Delayed tissue eosinophilia in DNP-ovalbumin-induced allergic inflammatory skin lesions of guinea pigs was markedly enhanced by previous treatment with alum hydroxy gel (Alum) or Bordetella pertussis vaccine. This enhancement seemed due to increased production of a lymphocyte-derived eosinophil chemotactic factor (ECF) at the skin site. Treatment of animals with Alum potentiated antigen-induced in vitro ECF production by lymphoid cells from spleen and mesenteric lymph node of sensitized animals. The co-culture supernatants of lymphoid cells from Alum-treated animals also potentiated concanavalin A (Con A)-induced in vitro ECF production.
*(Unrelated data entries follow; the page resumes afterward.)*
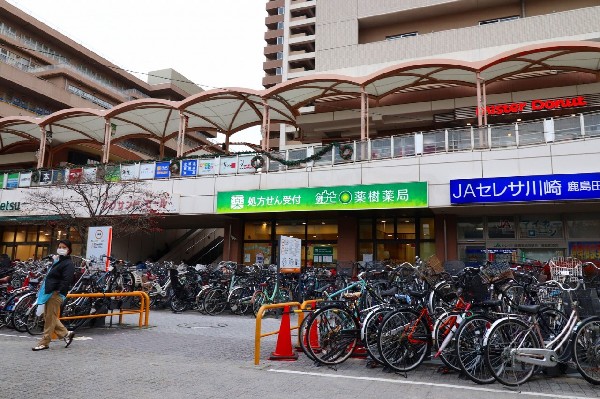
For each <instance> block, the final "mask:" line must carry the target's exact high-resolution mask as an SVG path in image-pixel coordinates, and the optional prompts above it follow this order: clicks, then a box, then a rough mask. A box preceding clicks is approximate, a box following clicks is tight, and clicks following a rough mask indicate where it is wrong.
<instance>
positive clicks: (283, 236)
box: [277, 236, 302, 273]
mask: <svg viewBox="0 0 600 399" xmlns="http://www.w3.org/2000/svg"><path fill="white" fill-rule="evenodd" d="M277 252H278V254H279V263H278V265H279V269H280V270H281V272H282V273H299V272H300V267H301V266H302V263H301V262H302V240H301V239H299V238H294V237H287V236H279V251H277Z"/></svg>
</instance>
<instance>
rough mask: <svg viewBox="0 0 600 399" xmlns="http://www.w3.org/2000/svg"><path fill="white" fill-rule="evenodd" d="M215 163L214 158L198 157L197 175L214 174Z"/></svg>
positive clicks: (216, 165)
mask: <svg viewBox="0 0 600 399" xmlns="http://www.w3.org/2000/svg"><path fill="white" fill-rule="evenodd" d="M217 165H218V164H217V162H216V161H215V160H214V159H199V160H198V175H214V174H215V173H217Z"/></svg>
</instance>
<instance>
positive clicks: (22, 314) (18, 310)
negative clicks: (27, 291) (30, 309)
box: [11, 292, 37, 332]
mask: <svg viewBox="0 0 600 399" xmlns="http://www.w3.org/2000/svg"><path fill="white" fill-rule="evenodd" d="M36 300H37V295H36V293H35V292H30V293H27V294H25V295H23V296H22V297H21V298H19V300H18V301H17V303H16V304H15V308H14V309H13V312H12V314H11V318H12V320H11V324H12V325H13V327H14V329H15V330H17V331H18V332H26V331H27V319H26V316H27V311H28V310H29V309H31V307H32V306H33V305H34V304H35V302H36Z"/></svg>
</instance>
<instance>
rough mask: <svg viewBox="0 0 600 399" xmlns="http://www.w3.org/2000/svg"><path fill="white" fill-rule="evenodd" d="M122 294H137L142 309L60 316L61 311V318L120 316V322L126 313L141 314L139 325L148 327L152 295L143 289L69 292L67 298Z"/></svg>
mask: <svg viewBox="0 0 600 399" xmlns="http://www.w3.org/2000/svg"><path fill="white" fill-rule="evenodd" d="M121 296H137V297H139V298H140V309H139V310H133V309H131V310H125V311H124V310H122V309H121V311H120V312H116V313H94V314H89V315H82V316H65V317H60V311H59V314H58V316H59V319H60V320H75V319H92V318H97V317H107V316H116V315H118V316H119V324H121V323H122V321H123V315H126V314H139V315H140V316H139V322H138V325H139V327H140V328H142V327H143V326H144V327H148V324H149V319H150V296H149V295H148V294H147V293H145V292H143V291H133V292H104V293H102V292H94V293H84V294H67V298H106V297H121Z"/></svg>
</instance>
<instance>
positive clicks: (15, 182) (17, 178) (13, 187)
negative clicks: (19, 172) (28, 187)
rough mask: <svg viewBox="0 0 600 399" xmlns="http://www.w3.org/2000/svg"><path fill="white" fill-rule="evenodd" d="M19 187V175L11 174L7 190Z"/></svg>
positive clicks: (8, 176) (8, 182)
mask: <svg viewBox="0 0 600 399" xmlns="http://www.w3.org/2000/svg"><path fill="white" fill-rule="evenodd" d="M18 187H19V173H18V172H17V173H9V174H8V177H7V178H6V188H18Z"/></svg>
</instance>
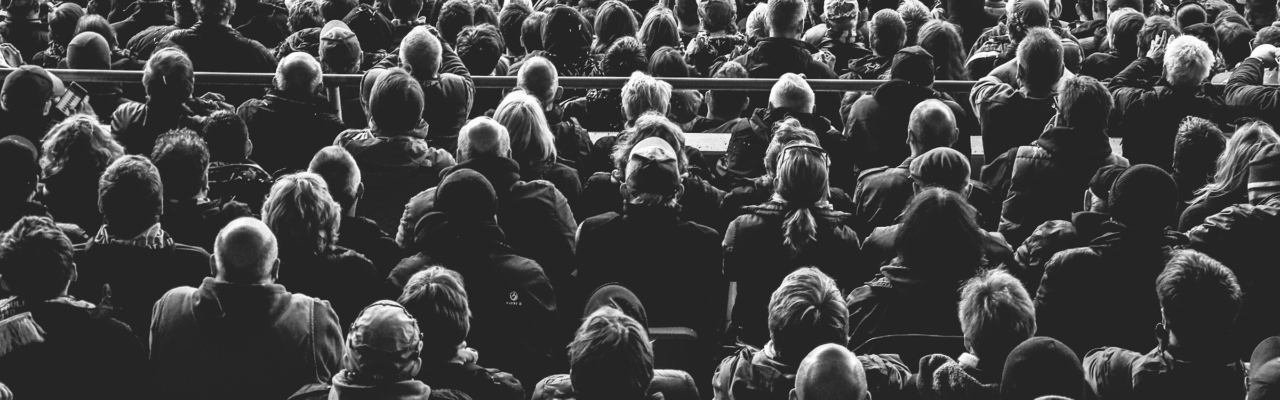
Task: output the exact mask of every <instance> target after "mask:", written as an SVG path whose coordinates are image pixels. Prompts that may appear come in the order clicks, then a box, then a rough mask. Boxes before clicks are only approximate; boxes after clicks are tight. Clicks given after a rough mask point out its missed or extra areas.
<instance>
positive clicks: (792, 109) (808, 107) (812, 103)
mask: <svg viewBox="0 0 1280 400" xmlns="http://www.w3.org/2000/svg"><path fill="white" fill-rule="evenodd" d="M769 106H772V108H787V109H792V110H797V112H801V113H813V108H814V96H813V88H810V87H809V82H808V81H805V78H803V77H800V76H797V74H794V73H783V74H782V76H781V77H778V82H776V83H773V90H771V91H769Z"/></svg>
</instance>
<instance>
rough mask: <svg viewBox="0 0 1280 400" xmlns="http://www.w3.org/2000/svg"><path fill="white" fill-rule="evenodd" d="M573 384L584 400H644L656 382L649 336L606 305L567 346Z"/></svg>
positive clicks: (642, 330) (640, 328) (568, 361)
mask: <svg viewBox="0 0 1280 400" xmlns="http://www.w3.org/2000/svg"><path fill="white" fill-rule="evenodd" d="M568 363H570V381H571V382H573V390H575V391H577V395H579V397H582V399H618V400H641V399H645V396H646V395H648V391H649V385H650V383H652V381H653V376H654V372H653V347H652V345H649V333H648V332H645V329H644V327H641V326H640V323H639V322H636V321H635V319H632V318H631V317H627V315H626V314H622V312H620V310H617V309H614V308H612V306H603V308H600V309H599V310H596V312H594V313H591V314H590V315H588V317H586V318H585V319H584V321H582V326H581V327H579V328H577V332H576V333H575V335H573V341H572V342H570V345H568Z"/></svg>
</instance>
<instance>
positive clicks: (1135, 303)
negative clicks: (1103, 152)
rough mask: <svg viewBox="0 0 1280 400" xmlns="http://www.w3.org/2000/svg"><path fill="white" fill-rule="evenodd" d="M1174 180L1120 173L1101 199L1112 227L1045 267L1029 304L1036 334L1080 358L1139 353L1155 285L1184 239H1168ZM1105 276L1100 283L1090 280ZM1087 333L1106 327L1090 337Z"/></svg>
mask: <svg viewBox="0 0 1280 400" xmlns="http://www.w3.org/2000/svg"><path fill="white" fill-rule="evenodd" d="M1176 199H1178V187H1176V183H1174V178H1172V177H1171V176H1169V173H1166V172H1164V169H1160V168H1157V167H1153V165H1147V164H1140V165H1134V167H1132V168H1129V169H1126V171H1125V172H1124V173H1123V174H1120V178H1117V179H1116V182H1115V186H1112V187H1111V194H1110V196H1108V206H1107V208H1108V209H1110V212H1111V221H1108V222H1106V223H1103V224H1102V236H1100V237H1098V238H1094V240H1093V241H1091V242H1089V244H1088V246H1085V247H1076V249H1070V250H1064V251H1060V253H1059V254H1057V255H1055V256H1053V259H1051V260H1050V262H1048V264H1046V265H1044V277H1043V278H1042V279H1041V287H1039V292H1038V294H1037V296H1036V318H1037V323H1038V324H1039V333H1041V335H1043V336H1048V337H1053V338H1057V340H1060V341H1062V342H1064V344H1066V345H1068V346H1070V347H1071V350H1074V351H1075V354H1076V355H1082V354H1084V353H1085V351H1089V350H1092V349H1097V347H1101V346H1105V345H1115V346H1117V347H1121V349H1146V347H1149V346H1152V345H1155V342H1153V341H1152V335H1151V327H1152V326H1155V324H1156V323H1158V322H1160V304H1156V301H1155V300H1156V299H1155V297H1152V296H1151V292H1152V291H1153V290H1155V287H1153V286H1152V285H1153V283H1155V281H1156V279H1155V277H1156V276H1157V274H1158V271H1160V269H1161V268H1162V265H1165V262H1166V260H1167V259H1169V255H1170V251H1171V250H1172V249H1174V247H1175V246H1180V245H1184V244H1185V242H1187V238H1185V236H1183V235H1180V233H1178V232H1172V231H1167V229H1166V227H1167V226H1169V224H1170V222H1171V221H1172V214H1174V210H1175V209H1176V206H1178V205H1176V203H1178V200H1176ZM1100 274H1105V276H1107V277H1108V278H1107V279H1097V278H1096V277H1098V276H1100ZM1088 326H1106V327H1107V329H1092V328H1087V327H1088Z"/></svg>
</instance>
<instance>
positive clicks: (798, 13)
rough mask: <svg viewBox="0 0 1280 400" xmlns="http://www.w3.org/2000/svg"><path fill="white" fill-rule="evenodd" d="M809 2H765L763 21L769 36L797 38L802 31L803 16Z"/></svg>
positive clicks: (801, 1)
mask: <svg viewBox="0 0 1280 400" xmlns="http://www.w3.org/2000/svg"><path fill="white" fill-rule="evenodd" d="M808 13H809V3H806V1H804V0H774V1H769V3H767V9H765V13H764V15H762V17H764V21H762V22H763V23H764V26H765V28H767V29H768V31H769V35H768V36H771V37H788V38H799V37H800V35H801V33H804V17H805V15H806V14H808Z"/></svg>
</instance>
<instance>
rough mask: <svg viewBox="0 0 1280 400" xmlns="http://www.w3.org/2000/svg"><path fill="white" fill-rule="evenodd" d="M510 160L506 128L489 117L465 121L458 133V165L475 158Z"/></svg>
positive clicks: (509, 137) (509, 143) (506, 131)
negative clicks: (470, 159)
mask: <svg viewBox="0 0 1280 400" xmlns="http://www.w3.org/2000/svg"><path fill="white" fill-rule="evenodd" d="M493 156H497V158H511V136H509V135H508V133H507V128H506V127H503V126H502V124H500V123H498V122H495V121H493V119H490V118H489V117H479V118H475V119H471V121H467V124H465V126H462V128H461V129H460V131H458V155H457V159H458V163H463V162H466V160H470V159H476V158H493Z"/></svg>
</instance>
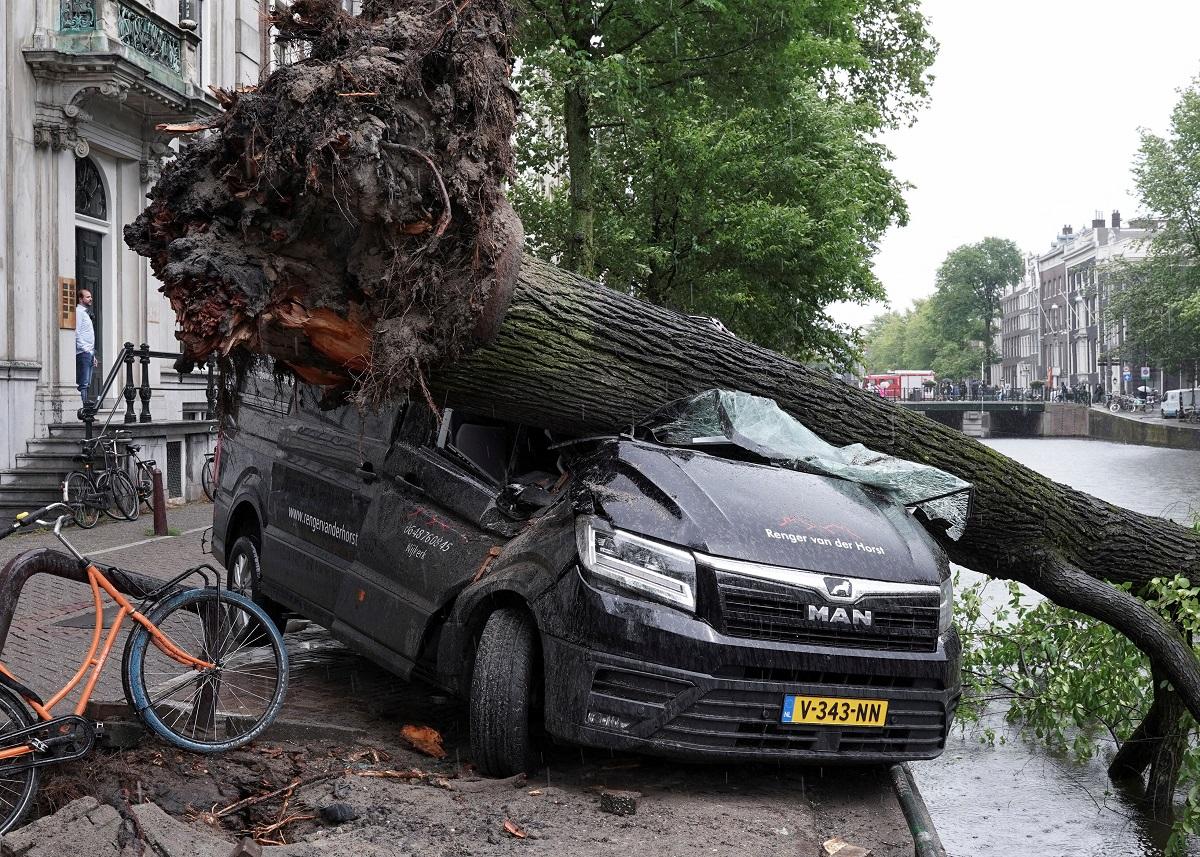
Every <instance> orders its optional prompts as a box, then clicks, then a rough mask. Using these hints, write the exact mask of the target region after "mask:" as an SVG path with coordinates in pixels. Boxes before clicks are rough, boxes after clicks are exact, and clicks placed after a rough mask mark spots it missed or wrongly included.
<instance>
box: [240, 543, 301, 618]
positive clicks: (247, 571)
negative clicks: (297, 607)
mask: <svg viewBox="0 0 1200 857" xmlns="http://www.w3.org/2000/svg"><path fill="white" fill-rule="evenodd" d="M226 568H227V569H228V575H227V579H226V587H227V588H229V589H230V591H232V592H236V593H239V594H241V595H245V597H246V598H248V599H250V600H251V601H253V603H254V604H257V605H258V606H259V607H262V609H263V612H265V613H266V616H268V617H269V618H270V619H271V622H274V623H275V627H276V628H278V629H280V634H282V633H283V629H284V628H286V627H287V624H288V621H287V619H286V618H283V607H281V606H280V605H278V604H276V603H275V601H272V600H271V599H269V598H265V597H264V595H263V593H262V589H260V586H262V579H263V569H262V565H260V564H259V562H258V545H256V544H254V540H253V539H252V538H251V537H248V535H240V537H238V540H236V541H234V543H233V547H230V549H229V553H228V556H227V558H226Z"/></svg>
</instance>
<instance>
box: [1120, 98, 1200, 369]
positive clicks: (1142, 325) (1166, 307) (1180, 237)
mask: <svg viewBox="0 0 1200 857" xmlns="http://www.w3.org/2000/svg"><path fill="white" fill-rule="evenodd" d="M1133 175H1134V182H1135V185H1136V187H1138V196H1139V198H1140V200H1141V204H1142V206H1144V208H1145V209H1146V210H1147V211H1148V212H1151V214H1152V215H1153V216H1154V217H1156V218H1157V220H1158V227H1157V228H1156V230H1154V233H1153V238H1152V240H1151V244H1150V247H1148V253H1147V256H1146V258H1145V259H1144V260H1126V262H1122V263H1118V264H1116V265H1114V266H1112V268H1111V269H1110V276H1111V280H1112V282H1114V284H1115V286H1116V287H1117V288H1116V289H1115V290H1114V294H1112V299H1111V300H1110V302H1109V307H1108V316H1109V318H1110V320H1114V322H1121V320H1123V322H1124V324H1126V342H1127V348H1126V350H1127V352H1132V353H1127V354H1124V355H1122V356H1139V355H1148V358H1150V359H1152V360H1154V361H1157V362H1159V364H1160V365H1163V366H1164V367H1168V368H1180V367H1182V368H1184V370H1192V368H1194V365H1195V360H1196V359H1200V268H1198V260H1200V80H1198V82H1193V84H1192V85H1190V86H1189V88H1188V89H1184V90H1183V91H1182V92H1181V94H1180V101H1178V103H1177V104H1176V106H1175V110H1174V112H1172V113H1171V125H1170V131H1169V133H1168V136H1166V137H1159V136H1157V134H1152V133H1150V132H1148V131H1142V132H1141V146H1140V149H1139V152H1138V156H1136V160H1135V162H1134V168H1133Z"/></svg>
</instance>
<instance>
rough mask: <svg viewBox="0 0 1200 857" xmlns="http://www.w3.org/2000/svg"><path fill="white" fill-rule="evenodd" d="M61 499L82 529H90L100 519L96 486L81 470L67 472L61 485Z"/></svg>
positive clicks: (99, 508) (94, 524) (85, 474)
mask: <svg viewBox="0 0 1200 857" xmlns="http://www.w3.org/2000/svg"><path fill="white" fill-rule="evenodd" d="M62 501H64V502H65V503H66V504H67V505H68V507H71V511H73V513H74V519H76V523H77V525H78V526H80V527H83V528H84V529H91V528H92V527H95V526H96V522H97V521H98V520H100V504H98V503H97V501H96V486H95V485H94V484H92V481H91V477H89V475H88V474H86V473H84V472H83V471H72V472H71V473H68V474H67V479H66V483H64V486H62Z"/></svg>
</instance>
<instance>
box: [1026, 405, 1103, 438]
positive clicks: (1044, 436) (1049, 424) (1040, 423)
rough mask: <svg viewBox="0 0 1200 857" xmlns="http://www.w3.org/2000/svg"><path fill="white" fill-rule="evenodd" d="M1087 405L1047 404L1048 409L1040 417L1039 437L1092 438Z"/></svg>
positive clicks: (1039, 417)
mask: <svg viewBox="0 0 1200 857" xmlns="http://www.w3.org/2000/svg"><path fill="white" fill-rule="evenodd" d="M1092 413H1094V412H1093V410H1092V409H1091V408H1090V407H1087V406H1086V404H1068V403H1067V402H1046V409H1045V410H1043V412H1042V413H1040V414H1039V415H1038V420H1037V429H1036V435H1037V436H1038V437H1091V414H1092Z"/></svg>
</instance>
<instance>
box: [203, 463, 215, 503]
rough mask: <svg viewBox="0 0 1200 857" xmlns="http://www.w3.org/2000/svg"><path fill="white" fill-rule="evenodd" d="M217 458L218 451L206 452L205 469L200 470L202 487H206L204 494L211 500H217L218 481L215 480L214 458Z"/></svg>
mask: <svg viewBox="0 0 1200 857" xmlns="http://www.w3.org/2000/svg"><path fill="white" fill-rule="evenodd" d="M214 459H216V453H205V454H204V469H203V471H200V487H202V489H204V496H205V497H208V498H209V502H210V503H211V502H214V501H216V495H215V491H216V483H215V481H214V473H212V471H214V465H212V460H214Z"/></svg>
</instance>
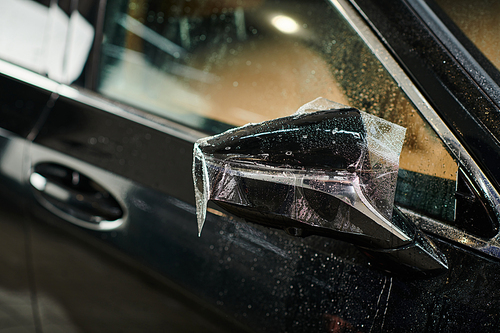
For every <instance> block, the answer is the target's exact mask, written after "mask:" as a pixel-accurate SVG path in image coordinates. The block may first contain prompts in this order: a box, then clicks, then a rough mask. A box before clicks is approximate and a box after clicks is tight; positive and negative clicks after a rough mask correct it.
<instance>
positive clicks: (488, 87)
mask: <svg viewBox="0 0 500 333" xmlns="http://www.w3.org/2000/svg"><path fill="white" fill-rule="evenodd" d="M407 2H408V4H409V5H410V6H411V7H412V8H413V10H415V12H416V13H417V14H418V15H419V16H420V17H421V18H422V19H423V20H424V22H425V24H426V25H427V26H428V27H429V28H430V29H431V30H432V31H433V32H434V33H435V34H436V36H437V37H438V38H439V40H440V41H441V42H442V43H443V44H444V45H445V46H446V48H447V49H448V50H449V51H450V52H451V54H453V55H454V57H455V59H456V60H457V61H458V62H459V63H460V64H461V65H462V67H463V69H464V70H465V71H467V73H468V74H469V75H470V76H472V78H473V79H474V80H475V81H476V82H477V83H478V84H479V85H480V86H481V87H482V88H483V89H484V90H485V92H486V94H488V95H489V96H490V97H491V98H492V99H493V100H494V101H495V103H496V104H500V87H499V86H498V84H497V82H495V80H493V78H492V77H491V76H490V75H489V74H488V73H487V72H486V71H485V70H484V68H483V67H482V66H481V65H480V64H479V63H478V62H477V61H476V59H475V58H474V57H473V56H472V55H471V54H470V53H469V51H468V50H467V49H466V48H465V47H464V46H463V45H462V43H460V42H459V40H458V39H457V38H456V37H455V35H454V34H453V33H452V32H451V31H450V30H449V29H448V27H447V26H446V24H444V23H443V21H441V19H440V18H439V17H438V16H437V15H436V14H435V13H434V12H433V11H432V9H431V8H430V7H429V6H428V5H427V3H425V1H423V0H407Z"/></svg>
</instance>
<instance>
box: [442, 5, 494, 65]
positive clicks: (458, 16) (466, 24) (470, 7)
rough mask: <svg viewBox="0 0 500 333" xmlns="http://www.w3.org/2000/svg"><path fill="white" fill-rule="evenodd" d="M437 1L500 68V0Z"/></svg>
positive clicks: (477, 45) (462, 30)
mask: <svg viewBox="0 0 500 333" xmlns="http://www.w3.org/2000/svg"><path fill="white" fill-rule="evenodd" d="M436 3H437V4H438V5H439V6H440V7H441V9H443V10H444V11H445V12H446V14H447V15H448V17H449V18H450V19H451V20H453V22H454V23H455V24H456V25H457V26H458V27H459V28H460V30H462V32H463V33H464V34H465V35H466V36H467V38H469V39H470V40H471V41H472V42H473V43H474V45H475V46H476V47H477V48H478V49H479V50H480V51H481V52H482V53H483V54H484V55H485V56H486V58H488V60H489V61H490V62H491V63H492V64H493V65H494V66H495V67H496V68H497V69H500V33H499V31H500V2H498V1H494V0H478V1H465V0H453V1H451V0H437V1H436Z"/></svg>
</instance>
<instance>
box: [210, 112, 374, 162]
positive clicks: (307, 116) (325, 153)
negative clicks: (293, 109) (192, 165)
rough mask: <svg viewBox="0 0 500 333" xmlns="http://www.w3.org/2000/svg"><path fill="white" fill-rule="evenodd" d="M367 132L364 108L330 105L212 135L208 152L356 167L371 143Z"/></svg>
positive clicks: (234, 158)
mask: <svg viewBox="0 0 500 333" xmlns="http://www.w3.org/2000/svg"><path fill="white" fill-rule="evenodd" d="M333 129H337V130H338V131H336V132H335V133H334V132H332V130H333ZM353 133H354V134H357V136H355V135H353ZM364 133H365V128H364V125H363V122H362V120H361V116H360V113H359V111H357V110H355V109H346V110H329V111H328V110H325V111H318V112H317V113H314V114H309V115H297V116H289V117H283V118H280V119H276V120H272V121H268V122H265V123H263V124H258V125H250V126H245V127H243V128H241V129H239V130H237V131H230V132H227V133H226V134H224V135H221V136H217V137H216V138H214V139H212V140H210V141H209V142H208V145H207V146H205V147H203V151H204V152H205V153H207V154H212V155H213V156H215V157H219V156H224V157H225V158H230V159H231V160H238V161H248V162H250V163H255V164H266V165H275V166H278V167H279V166H283V165H287V166H290V167H292V168H298V169H304V168H313V169H314V168H317V169H321V170H323V169H324V170H332V171H333V170H350V172H354V171H355V170H356V168H360V167H361V164H360V165H359V166H356V165H355V163H356V162H358V161H359V159H360V158H362V152H363V147H365V146H366V141H365V134H364ZM332 142H333V144H330V143H332ZM327 143H328V144H327Z"/></svg>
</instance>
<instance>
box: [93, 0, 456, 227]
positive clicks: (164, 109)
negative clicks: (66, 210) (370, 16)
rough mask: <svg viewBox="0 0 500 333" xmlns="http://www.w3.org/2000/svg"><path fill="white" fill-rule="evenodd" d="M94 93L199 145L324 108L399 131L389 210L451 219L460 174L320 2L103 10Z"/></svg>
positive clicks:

The potentiating effect of Alum on ECF production seemed to be ascribed to the release of soluble factors from macrophages of the Alum-treated animals. The macrophage-derived soluble factor ECF-potentiating factor (ECF-PF) selectively potentiated ECF production but not macrophage chemotactic lymphokine production by Con A-stimulated lymphoid cells from normal animals. ECF-PF activity was associated with two separate m.w. fractions: one was 50,000 to 70,000 and the other was 10,000 to 20,000. The present study provides one of the explanations for enhanced ECF production by adjuvants, such as Alum and Bordetella pertussis vaccine.